The recent Franco-African summit glaringly exposed Macron’s continuing folie de grandeur (delusions of grandeur). Under his presidency, Paris  has continued a politique de grandeur (politics of grandeur) in which a country in perpetual decline has pretended to be a great power.

Sensing growing Gallic weakness, before the summit, Macron lashed out at China – its seventh largest trading partner –  describing Beijing as an “economic predator” in Africa, while portraying Russian military assistance to its former Gallic pré carré (backyard) in the Sahel, Central African Republic, and Madagascar, as a direct threat to its own interests.
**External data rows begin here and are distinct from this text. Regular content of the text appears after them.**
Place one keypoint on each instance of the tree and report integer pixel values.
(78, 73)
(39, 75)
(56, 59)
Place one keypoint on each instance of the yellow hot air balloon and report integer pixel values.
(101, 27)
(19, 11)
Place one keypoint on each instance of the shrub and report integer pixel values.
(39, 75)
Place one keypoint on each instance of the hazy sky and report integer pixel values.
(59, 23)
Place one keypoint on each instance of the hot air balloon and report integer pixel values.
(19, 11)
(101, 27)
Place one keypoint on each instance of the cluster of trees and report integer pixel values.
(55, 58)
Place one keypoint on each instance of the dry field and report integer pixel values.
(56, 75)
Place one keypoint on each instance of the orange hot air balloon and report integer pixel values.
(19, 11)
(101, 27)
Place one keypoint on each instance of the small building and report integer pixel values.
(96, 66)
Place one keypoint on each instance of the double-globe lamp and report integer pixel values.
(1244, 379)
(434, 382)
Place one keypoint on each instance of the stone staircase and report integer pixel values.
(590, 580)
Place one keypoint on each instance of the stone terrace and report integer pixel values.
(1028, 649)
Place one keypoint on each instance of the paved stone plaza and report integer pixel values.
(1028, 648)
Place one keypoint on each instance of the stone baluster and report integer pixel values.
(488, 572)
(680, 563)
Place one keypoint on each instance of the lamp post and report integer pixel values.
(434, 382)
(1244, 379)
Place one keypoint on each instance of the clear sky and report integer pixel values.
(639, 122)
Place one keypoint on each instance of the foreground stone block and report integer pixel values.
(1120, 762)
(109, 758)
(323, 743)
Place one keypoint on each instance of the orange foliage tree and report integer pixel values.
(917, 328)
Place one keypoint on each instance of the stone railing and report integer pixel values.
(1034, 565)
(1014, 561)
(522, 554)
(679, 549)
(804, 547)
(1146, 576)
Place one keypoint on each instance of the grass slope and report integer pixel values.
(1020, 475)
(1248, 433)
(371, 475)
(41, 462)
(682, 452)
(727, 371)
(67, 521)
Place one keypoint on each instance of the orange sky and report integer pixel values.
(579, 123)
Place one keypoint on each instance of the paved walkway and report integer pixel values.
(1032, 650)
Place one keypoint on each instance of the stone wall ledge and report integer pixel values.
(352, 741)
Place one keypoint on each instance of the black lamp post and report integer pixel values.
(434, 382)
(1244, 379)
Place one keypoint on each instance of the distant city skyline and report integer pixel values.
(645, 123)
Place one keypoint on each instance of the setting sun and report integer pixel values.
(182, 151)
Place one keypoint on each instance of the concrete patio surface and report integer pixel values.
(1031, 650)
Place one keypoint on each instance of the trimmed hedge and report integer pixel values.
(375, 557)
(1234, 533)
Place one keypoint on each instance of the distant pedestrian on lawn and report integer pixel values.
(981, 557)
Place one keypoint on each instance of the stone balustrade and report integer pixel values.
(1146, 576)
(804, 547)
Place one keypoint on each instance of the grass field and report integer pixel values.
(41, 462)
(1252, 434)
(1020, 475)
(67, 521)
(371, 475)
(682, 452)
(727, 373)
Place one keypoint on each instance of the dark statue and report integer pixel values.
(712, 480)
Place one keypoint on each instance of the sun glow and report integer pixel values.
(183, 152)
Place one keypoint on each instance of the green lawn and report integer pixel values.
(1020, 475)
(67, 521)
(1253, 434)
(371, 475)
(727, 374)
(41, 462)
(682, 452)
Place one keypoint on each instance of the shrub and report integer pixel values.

Amidst an ignominious rejection of French tutelage across the continent, the French president has disingenuously sought to sell the necessity of finding new African allies as a foresighted strategy. Macron’s decade in power has, however, clearly accelerated the demise of the discredited Gallic gendarme (policeman) in Africa.

Professor Adebajo is a Senior Research Fellow at the University of Pretoria’s Centre for the Advancement of Scholarship in South Africa.